カタコトの料理

2026.8.28 金

 1993年秋、オレはアムステルダムにあるSTEIM(the Studio for Electro-Instrumental Music)という電子音楽の研究所みたいなところに1ヶ月ほど滞在していたことがある。ここには宿泊施設がついていて、世界中から集まってきた音楽家や電子音楽の研究者が滞在出来、自由に電子音楽の工房を使うことが出来たのだ。オレが滞在していたときにもマレーシア、イギリス、カナダと様々な地域の音楽家が滞在していた。

  あるとき、たしかマレーシアから来ていた滞在者の一人が、「ソバが手に入ったから今夜はソバパーティをやろう」と言うではないか。

「ソバって日本の?」

「もちろん」

やったー。オレは久しぶりの日本食に盛り上がった。それも大好物の蕎麦だ。泣きたいくらい嬉しかった。

 パーティの時間か近づいてくると、なにやらニンニクとオリーブオイルを炒めたような良い香りがしてくる。前菜にイタリアン? ところが、ところが、食卓の大皿に盛られていたのは、なんと、ソバをパスタに見立てて作られた、ポモドーロやジェノベーゼに、カルボナーラだったのだ。

「大友、ソバだぞ。日本の食器もあるからね」

差し出されたのは味噌汁用の木のお椀とフォーク。大抵のものには驚かないオレも、これにはまいった。でもそいつの嬉しそうな顔を見てると怒るわけにもいかない。

「ありがとう」

そう言いながら、イタリアン・ソバをフォークと味噌汁用のお椀でオレは平らげた。複雑な思いと違和感を打ち消しながら。そこにいた多国籍のみんなは、日本のソバは初めてだけと、美味いね、なんて言ってる。一応日本代表のオレとしては、「たしかに麺はソバだけど、これはイタリアンテイストだよ」なんて言ってみたり。するとイタリアから来たヤツが、「イタリアでは醤油はつかわないよー」なんて言っている。たしかにどのイタリアン・ソバにも醤油が隠し味に使われている。なかなか粋なことをやってくれていたのだ。このときオレは日本の五右衛門のパスタを思い出していた。タラコスパとか、納豆パスタとかを。そういえば、イタリアの友人が日本のナポリタンを食べて、あれはイタリアンじゃなくて日本料理って言っていたなあ。彼が納豆パスタを見たらどう思うのかな。
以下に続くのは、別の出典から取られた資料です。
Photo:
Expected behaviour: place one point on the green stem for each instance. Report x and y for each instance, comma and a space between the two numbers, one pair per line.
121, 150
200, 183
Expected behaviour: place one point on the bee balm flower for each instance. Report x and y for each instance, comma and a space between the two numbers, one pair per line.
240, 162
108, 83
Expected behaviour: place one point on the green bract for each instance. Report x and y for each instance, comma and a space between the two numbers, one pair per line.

 日本ネイティブの人間にとっては醤油を隠し味にしたとはいえ、蕎麦がカルボナーラになるなんて信じられない事態だし、ましてやそれを味噌汁のお椀とフォークで食べるなんて、違和感がありすぎてめちゃくちゃにもほどがあるって思ってしまうけど、でもネイティブじゃない人間から見たら、なにが違和感なのかすらわからないって話なのだ。僕らがナポリタンや納豆パスタに違和感を感じないように。
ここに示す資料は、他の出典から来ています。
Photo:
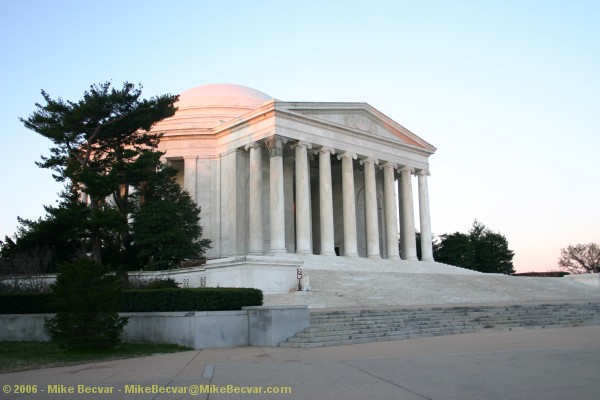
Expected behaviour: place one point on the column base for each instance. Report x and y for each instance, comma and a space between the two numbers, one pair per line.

 このとき、ソバ・カルボナーラを食べながら、コトバにカタコトがあるように、料理にもカタコトがあるのではないか、なんてことを思ったのだ。異なる文化背景をもつ人があつまり、そこに扱ったこのとない食材が現れたときに、カタコトの料理が生まれる。生まれた瞬間は名前はない。即興だからだ。でもそれが定着していくと、ナポリタンとか納豆スパなんて名前がついたりする。きっとカレーライスとかハヤシライス、アンパンなんかも最初はそうやって生まれたに違いない。アボカドを巻き寿司に入れるカリフォルニアロールだって、きっとカタコトから始まった料理なんじゃなかろうか。